<広島0-4阪神>◇7日◇マツダスタジアム
マエケンに投げ勝った。阪神ドラフト1位藤浪晋太郎投手(19)が、42日ぶりの5勝目を挙げた。あこがれの広島エース前田健太投手(25)と堂々と渡り合い、6回を3安打無失点。降雨中断に水を差されたが、6回0/3を1失点のマエケンに投げ勝つ形で、5月26日の日本ハム戦以来の白星をつかんだ。昨年、春夏甲子園を制した右腕が夏の到来とともに復活した。
新人の境遇など関係なかった。藤浪は意地でグッと耐える。1点を先制した直後の6回。2死から菊池に二塁打され、丸に四球を与えた。中西投手コーチがマウンドに向かいひと呼吸置く。4番エルドレッドに球を低めに集めて追い込むと、最後はカットボールで一邪飛に抑えた。
藤浪
余計な力を抜くことを考えて投げていました。しばらく自分のピッチングをできず、悔しい思いをしたことも多かった。今日は自分のピッチングができ、勝ち星もつけてもらって良かった。
6回を終え92球で、続投の予定だった。だが、7回表に雨のため1時間2分に及ぶ中断があったため降板となった。試合開始も雨で30分遅れるなど、天候の影響を受けながら42日ぶりの勝利を手にした。
もがき苦しんだ。5月26日の日本ハム戦以降、勝利と縁遠かった。6月は4戦2敗で防御率6・05。復調のキーワードは「脱力」だった。序盤から、ゆったりした投球を徹底し、グラブを左膝に当てるような動作を繰り返した。中西投手コーチは「力みがあった。足を上げたところで脱力するように言った」と説明。技巧派の代表格、巨人杉内の映像をチェックし、試行錯誤した。

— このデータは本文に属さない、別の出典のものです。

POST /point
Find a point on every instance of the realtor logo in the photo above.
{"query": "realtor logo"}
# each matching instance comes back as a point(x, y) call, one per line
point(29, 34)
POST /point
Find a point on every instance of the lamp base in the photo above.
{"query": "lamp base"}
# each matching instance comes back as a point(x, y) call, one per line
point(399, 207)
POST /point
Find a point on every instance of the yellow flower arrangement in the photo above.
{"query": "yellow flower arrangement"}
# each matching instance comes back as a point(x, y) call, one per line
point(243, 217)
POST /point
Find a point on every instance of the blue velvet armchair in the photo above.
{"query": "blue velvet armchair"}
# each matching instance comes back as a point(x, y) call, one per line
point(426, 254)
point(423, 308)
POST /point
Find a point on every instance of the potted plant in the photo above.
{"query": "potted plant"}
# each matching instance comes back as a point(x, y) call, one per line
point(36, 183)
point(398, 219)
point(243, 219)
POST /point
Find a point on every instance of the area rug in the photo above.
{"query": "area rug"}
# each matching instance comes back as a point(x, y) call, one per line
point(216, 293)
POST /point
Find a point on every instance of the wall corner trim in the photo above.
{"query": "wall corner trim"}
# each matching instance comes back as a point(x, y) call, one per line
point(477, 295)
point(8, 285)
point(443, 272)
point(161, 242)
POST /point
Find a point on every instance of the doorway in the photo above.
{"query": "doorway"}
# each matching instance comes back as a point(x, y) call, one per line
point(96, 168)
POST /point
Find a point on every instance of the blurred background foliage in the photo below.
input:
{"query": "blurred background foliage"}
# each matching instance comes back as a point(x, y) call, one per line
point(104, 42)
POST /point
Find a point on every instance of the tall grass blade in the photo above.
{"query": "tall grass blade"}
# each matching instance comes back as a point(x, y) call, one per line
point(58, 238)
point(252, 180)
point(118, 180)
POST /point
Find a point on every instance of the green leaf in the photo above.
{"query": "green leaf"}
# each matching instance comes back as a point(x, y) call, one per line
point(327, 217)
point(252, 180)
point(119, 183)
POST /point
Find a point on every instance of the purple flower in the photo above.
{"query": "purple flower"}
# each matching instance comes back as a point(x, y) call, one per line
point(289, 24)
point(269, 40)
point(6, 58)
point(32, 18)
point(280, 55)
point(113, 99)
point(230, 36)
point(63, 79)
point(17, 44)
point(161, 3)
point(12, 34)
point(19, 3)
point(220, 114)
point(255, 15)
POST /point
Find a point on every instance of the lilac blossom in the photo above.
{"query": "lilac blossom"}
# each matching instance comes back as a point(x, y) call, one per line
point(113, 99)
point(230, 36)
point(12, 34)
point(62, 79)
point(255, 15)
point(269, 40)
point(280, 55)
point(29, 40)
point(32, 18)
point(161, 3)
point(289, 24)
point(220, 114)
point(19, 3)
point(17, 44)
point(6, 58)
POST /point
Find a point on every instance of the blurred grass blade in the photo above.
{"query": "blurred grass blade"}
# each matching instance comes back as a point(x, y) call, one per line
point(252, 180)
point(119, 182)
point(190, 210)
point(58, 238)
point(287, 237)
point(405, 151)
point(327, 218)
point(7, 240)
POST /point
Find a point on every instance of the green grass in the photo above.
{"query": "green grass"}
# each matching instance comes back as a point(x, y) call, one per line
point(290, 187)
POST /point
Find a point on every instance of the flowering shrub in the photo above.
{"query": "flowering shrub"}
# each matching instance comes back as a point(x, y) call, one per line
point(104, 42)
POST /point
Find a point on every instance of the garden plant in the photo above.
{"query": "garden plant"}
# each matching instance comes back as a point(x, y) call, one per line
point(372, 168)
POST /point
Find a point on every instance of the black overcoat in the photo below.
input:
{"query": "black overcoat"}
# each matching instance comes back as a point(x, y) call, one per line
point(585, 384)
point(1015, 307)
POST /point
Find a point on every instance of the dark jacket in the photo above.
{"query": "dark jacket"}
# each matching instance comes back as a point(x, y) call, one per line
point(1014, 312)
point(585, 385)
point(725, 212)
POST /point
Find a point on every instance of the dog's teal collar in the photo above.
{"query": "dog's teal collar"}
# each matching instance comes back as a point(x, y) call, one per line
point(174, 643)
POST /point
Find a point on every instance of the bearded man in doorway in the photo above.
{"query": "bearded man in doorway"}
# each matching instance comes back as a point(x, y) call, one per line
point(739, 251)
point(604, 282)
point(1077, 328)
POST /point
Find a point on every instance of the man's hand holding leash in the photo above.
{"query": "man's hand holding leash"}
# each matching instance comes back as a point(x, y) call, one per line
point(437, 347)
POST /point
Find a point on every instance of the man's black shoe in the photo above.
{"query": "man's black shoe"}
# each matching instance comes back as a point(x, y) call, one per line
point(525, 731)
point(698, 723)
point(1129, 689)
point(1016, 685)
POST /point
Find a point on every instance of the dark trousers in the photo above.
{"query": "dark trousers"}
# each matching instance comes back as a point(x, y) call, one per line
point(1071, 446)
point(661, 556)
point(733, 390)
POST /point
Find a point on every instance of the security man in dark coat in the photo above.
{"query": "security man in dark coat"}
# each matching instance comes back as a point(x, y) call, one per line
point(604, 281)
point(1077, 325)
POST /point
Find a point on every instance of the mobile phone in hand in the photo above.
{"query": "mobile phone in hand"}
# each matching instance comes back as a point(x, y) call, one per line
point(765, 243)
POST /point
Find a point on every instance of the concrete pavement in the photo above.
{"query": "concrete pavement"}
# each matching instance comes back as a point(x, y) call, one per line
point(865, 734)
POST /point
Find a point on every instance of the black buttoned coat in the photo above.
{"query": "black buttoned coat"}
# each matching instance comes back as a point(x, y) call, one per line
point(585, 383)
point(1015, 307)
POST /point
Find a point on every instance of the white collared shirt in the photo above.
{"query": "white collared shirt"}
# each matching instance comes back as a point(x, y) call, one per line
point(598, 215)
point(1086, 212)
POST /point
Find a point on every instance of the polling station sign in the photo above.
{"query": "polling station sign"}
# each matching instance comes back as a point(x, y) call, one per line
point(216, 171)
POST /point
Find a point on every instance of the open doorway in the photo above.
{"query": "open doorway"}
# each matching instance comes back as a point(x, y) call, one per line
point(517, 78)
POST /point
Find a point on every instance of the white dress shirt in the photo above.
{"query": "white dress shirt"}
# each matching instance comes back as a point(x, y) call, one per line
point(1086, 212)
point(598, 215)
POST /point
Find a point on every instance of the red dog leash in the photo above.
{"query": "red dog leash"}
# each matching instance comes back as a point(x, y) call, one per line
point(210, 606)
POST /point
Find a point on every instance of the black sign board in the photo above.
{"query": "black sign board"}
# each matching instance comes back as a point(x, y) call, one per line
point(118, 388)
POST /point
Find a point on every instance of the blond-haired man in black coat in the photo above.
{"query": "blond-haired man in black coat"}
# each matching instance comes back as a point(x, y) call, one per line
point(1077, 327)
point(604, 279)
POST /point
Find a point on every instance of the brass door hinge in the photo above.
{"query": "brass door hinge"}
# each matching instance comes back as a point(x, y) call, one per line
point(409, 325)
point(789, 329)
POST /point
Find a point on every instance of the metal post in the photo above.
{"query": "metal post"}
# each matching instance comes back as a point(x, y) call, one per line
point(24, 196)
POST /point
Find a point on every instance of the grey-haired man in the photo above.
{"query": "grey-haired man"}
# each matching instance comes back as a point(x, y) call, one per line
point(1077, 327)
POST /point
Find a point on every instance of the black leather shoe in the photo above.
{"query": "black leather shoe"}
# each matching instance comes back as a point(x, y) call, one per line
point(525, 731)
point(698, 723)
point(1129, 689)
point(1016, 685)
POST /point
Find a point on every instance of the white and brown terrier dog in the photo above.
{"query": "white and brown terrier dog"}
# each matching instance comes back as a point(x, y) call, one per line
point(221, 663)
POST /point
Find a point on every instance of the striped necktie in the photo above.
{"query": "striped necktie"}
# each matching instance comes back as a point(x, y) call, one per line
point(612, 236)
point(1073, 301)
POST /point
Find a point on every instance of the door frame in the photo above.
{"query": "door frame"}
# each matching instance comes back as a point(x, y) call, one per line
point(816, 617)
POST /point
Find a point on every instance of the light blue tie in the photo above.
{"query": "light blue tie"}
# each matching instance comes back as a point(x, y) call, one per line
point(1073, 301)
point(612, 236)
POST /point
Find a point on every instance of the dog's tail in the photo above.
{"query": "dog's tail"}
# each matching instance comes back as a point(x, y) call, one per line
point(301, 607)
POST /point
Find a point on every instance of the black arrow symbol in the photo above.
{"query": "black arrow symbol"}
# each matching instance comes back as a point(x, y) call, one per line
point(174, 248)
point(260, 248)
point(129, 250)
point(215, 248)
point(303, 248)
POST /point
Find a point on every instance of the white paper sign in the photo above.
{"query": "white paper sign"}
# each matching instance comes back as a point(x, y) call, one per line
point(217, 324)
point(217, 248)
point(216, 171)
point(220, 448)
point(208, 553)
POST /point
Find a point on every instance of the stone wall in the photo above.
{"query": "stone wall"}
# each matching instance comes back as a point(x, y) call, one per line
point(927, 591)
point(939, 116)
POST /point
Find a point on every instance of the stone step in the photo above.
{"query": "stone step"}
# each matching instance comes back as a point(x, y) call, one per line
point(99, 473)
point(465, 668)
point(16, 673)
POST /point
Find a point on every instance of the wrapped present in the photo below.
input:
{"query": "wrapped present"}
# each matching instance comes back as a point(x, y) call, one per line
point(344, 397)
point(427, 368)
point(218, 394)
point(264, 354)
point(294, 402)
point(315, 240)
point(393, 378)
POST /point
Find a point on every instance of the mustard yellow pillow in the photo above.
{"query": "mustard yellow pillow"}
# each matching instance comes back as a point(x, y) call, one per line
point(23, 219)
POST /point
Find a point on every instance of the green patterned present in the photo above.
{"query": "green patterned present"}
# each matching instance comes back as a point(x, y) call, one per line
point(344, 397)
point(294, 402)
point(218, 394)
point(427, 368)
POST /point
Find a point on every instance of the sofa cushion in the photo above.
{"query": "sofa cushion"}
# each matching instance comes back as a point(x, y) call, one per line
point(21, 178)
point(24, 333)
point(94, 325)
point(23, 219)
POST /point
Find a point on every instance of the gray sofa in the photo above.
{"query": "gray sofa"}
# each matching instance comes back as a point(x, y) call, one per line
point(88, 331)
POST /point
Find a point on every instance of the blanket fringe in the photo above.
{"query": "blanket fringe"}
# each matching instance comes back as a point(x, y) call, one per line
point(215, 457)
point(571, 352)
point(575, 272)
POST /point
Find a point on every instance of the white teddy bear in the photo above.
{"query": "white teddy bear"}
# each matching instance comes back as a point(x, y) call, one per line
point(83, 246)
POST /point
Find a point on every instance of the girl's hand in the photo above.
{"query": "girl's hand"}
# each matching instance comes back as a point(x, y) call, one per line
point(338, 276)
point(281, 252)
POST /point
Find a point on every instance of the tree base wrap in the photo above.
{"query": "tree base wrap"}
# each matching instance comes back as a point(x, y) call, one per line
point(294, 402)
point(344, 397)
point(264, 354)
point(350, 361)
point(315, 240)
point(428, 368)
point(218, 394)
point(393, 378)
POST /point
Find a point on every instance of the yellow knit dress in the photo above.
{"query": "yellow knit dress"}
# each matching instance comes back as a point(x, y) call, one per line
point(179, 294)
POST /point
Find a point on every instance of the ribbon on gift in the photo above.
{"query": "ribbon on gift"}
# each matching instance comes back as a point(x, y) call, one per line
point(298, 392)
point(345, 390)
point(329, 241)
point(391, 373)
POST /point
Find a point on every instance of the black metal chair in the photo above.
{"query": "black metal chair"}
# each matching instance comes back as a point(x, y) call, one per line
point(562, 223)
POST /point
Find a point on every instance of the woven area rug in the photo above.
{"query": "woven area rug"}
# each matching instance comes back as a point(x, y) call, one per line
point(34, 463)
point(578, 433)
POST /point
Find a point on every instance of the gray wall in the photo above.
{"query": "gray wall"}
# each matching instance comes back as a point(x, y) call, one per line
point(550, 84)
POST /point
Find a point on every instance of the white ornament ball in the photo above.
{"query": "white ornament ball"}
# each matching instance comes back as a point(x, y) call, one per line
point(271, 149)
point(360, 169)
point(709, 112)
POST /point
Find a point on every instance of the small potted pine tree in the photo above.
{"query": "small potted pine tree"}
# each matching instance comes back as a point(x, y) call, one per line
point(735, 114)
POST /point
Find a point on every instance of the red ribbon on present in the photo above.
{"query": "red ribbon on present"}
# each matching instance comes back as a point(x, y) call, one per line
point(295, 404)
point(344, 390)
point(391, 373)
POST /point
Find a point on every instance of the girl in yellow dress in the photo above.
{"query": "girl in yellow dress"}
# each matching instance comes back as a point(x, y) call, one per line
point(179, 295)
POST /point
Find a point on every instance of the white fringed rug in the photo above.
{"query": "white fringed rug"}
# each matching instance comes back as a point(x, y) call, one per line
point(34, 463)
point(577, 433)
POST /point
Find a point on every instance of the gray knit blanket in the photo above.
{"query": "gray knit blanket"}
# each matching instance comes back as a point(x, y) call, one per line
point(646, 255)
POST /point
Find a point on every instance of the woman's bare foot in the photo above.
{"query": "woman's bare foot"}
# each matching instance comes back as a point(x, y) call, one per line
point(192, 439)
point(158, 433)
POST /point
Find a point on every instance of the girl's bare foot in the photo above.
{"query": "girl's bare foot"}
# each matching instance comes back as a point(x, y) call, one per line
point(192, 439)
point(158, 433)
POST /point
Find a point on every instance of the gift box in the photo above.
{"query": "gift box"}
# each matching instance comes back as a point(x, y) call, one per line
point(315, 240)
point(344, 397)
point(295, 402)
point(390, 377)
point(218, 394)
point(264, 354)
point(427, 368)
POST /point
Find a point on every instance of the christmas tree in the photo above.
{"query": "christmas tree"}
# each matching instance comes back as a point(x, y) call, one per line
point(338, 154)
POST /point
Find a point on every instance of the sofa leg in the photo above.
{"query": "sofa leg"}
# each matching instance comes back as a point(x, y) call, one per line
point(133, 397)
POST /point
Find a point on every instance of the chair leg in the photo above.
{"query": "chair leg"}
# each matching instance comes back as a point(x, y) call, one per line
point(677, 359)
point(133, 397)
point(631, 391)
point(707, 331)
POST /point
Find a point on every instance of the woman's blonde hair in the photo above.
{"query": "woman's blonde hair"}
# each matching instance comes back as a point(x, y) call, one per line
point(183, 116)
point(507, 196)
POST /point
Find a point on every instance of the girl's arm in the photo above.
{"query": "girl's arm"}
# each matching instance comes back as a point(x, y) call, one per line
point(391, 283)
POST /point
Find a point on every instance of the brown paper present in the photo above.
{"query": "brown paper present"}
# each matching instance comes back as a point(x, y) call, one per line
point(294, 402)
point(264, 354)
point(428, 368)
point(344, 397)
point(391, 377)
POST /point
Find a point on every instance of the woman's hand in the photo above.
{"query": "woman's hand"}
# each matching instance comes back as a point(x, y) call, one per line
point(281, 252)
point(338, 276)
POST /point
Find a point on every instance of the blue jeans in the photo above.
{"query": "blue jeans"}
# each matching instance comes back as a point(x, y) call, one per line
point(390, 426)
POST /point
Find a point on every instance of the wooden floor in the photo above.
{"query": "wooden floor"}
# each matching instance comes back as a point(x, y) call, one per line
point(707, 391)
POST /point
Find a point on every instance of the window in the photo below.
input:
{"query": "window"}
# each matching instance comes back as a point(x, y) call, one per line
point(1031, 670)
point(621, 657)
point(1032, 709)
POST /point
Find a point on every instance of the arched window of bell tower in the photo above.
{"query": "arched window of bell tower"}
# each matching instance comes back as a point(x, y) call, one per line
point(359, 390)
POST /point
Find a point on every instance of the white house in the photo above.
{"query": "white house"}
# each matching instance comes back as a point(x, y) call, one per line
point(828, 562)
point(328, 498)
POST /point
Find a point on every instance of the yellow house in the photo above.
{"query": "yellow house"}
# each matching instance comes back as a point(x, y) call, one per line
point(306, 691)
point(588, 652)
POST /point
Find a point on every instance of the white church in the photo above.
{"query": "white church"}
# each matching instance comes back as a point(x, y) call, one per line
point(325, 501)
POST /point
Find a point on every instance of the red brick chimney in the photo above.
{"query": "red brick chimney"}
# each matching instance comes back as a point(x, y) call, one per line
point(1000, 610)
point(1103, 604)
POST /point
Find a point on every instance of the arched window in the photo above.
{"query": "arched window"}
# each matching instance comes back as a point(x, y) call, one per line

「相手チームのエースだし、簡単に点をやれば負けてしまう」
力を抜くのは、投球モーションだけではない。球界を代表するエース前田健との初対決に、はやる気持ちを抑えていた。和田監督には「マエケンとの勝負じゃないぞ。勝負するのは広島打線。1回1回、しっかり投げろ」と諭された。あこがれの存在と対等に渡り合った。高校進学の際はPL学園も候補に挙げた。「前田さんは勝てる投手ですから」。理想の先輩の母校というのが理由だった。大阪桐蔭に進学したが、同じ大阪出身の本格派右腕として6歳差の先輩に刺激を受けていた。
打席でも前田健の投球技術を体感した。「真っすぐは速いし、一級品のスライダーだった。一流の投手は、そういう球を持っている。勉強になりました」。10年の交流戦では前田健が日本ハム・ダルビッシュに打席であらゆる球種を示された。この日は藤浪が初めて前田健の胸を借りる。エースは大エースの背中を見て育つ。